HVPulser Rev A testing 1/16/20
Setup: The attached photo shows the setup used for testing the HVPulser. The BASYS3 FPGA connects to the ToF Adapter across its onboard PMOD connectors. The ToF adapter board then connects to the HVPulser with a DB15 cable. The ToF Adapter is supplied with +5V, -6V, and +3.3V on an 8 pin mini-fit jr connector, these voltages are also carried across the DB15 to the HVPulser. The ToF Adapter is also supplied with a switching voltage on a 2 pin mini fit jr connector. Nominally this switching voltage is -200V but for this round of testing -20V was supplied.
- under these conditions the 5V supply drew ~250mA, the -6V supply drew ~200mA, and the 3.3V supply drew <10mA. No load was placed across the output of the HVPulser so the -20V switching supply drew no current.
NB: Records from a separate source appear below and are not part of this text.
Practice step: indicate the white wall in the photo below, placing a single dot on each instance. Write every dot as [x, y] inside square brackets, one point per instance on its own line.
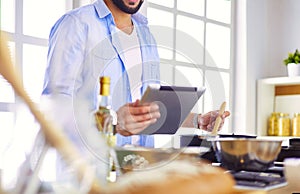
[273, 30]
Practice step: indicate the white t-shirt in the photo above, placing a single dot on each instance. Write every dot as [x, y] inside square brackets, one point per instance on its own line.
[132, 61]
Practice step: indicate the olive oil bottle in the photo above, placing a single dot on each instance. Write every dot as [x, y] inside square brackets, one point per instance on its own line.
[103, 117]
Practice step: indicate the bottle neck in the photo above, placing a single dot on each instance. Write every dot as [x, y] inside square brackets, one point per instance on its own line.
[104, 101]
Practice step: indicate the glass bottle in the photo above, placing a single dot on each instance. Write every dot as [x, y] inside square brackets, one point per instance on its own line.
[296, 125]
[273, 124]
[103, 117]
[283, 124]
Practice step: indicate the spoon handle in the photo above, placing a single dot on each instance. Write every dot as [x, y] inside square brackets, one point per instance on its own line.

Control Signals: Using test points on the ToF Adapter the wave forms for the positive end of the HV_pos and HV_neg ECL signals were captured 
These signals fit the expectations of ECL logic standards.
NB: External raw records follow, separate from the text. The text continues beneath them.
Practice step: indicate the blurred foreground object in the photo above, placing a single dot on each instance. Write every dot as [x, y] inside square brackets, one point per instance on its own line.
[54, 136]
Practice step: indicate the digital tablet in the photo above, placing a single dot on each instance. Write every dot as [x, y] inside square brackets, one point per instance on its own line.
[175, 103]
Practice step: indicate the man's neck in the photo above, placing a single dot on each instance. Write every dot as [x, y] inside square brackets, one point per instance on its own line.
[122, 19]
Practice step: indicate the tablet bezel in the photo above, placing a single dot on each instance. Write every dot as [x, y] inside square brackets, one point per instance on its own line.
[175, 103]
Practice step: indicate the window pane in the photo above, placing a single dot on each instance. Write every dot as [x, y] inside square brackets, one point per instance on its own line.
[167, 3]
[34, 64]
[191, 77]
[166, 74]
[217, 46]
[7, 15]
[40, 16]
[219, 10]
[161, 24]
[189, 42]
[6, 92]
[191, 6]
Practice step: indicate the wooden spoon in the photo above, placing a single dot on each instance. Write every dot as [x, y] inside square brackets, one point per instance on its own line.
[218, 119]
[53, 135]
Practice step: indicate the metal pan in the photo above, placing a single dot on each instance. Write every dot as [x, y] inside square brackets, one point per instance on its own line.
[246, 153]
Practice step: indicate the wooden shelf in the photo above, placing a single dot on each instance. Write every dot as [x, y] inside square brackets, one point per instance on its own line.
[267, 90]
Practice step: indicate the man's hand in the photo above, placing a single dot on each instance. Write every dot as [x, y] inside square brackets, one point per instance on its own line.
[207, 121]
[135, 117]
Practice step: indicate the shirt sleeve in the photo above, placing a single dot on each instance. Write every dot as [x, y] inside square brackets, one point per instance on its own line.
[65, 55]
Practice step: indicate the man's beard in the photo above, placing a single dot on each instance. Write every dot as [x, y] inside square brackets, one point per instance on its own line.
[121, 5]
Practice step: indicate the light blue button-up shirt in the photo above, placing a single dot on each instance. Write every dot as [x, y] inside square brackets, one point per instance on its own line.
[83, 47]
The HV_pos signal is used to control the High-Gate (connected to output and ground) of the switching circuit and the HV_neg signal is used to control the Low-Gate (connected to output and switching voltage 'nominally -200v') of the switching circuit. When the high gate is on the output swings to ground and when the low gate is on the output swings to the switching voltage. the switching of the HV_pos and hv_neg signals can then be used to swing the output. These two pictures show the control signals displayed above and output waveform to demonstrate this. 
The HV_on signal is used to control a fixed current supply on the HVPulser. The current supply supplies ~3mA but this can be changed by adjusting the value of R14 (resistor connected to collector of NPN Q2). The current can be calculated by dividing 1.5V by the value of R14. The effect of this current supply will be discussed in the output section of this write up.
For this test signals were run at a 1Mhz frequency clock on the FPGA. The HV_on signal was fixed at logic 1. The HV_pos signal was held at logic 0 and set to logic 1 for 1us every 8us. The HV_neg signal was held at logic 1 and set to logic 0 for 1us every 8us. This table demonstrates the test waveform.
| Time (us) | 1 | 2 | 3 | 4 | 5 | 6 | 7 | 8 |
| HV_on | 1 | 1 | 1 | 1 | 1 | 1 | 1 | 1 |
| HV_pos | 0 | 0 | 0 | 0 | 1 | 0 | 0 | 0 |
| HV_neg | 1 | 0 | 1 | 1 | 1 | 1 | 1 | 1 |
- Note: the HV_neg signal is inverted. A logic 0 for HV_pos activates the Low-Gate and switches the output to the supply voltage. A logic 1 for HV_pos closes this gate. for sake of clarity here are control truth tables for the signals.
| HV_pos | High Gate |
| 0 | OFF |
| 1 | ON |
| HV_neg | Low Gate |
| 0 | ON |
| 1 | OFF |
| HV_on | Current Supply |
| 0 | OFF |
| 1 | ON |
- It is critically important that at no point both gates are active in order to protect the HVPulser PCB from over current. this means at no point should HV_neg be a logic 0 while HV_pos is a logic 1. All other conditions are safe.
Output: The following wave form was captured from the output of the HVPulser
The output rests at 0V and switches to the supply voltage as expected. During testing the supply voltage was changed from -20V to -30V and the low end of the output moved 1:1 with the supply to -30V. The output was recored with a 100ns rise time and a 50ns fall time.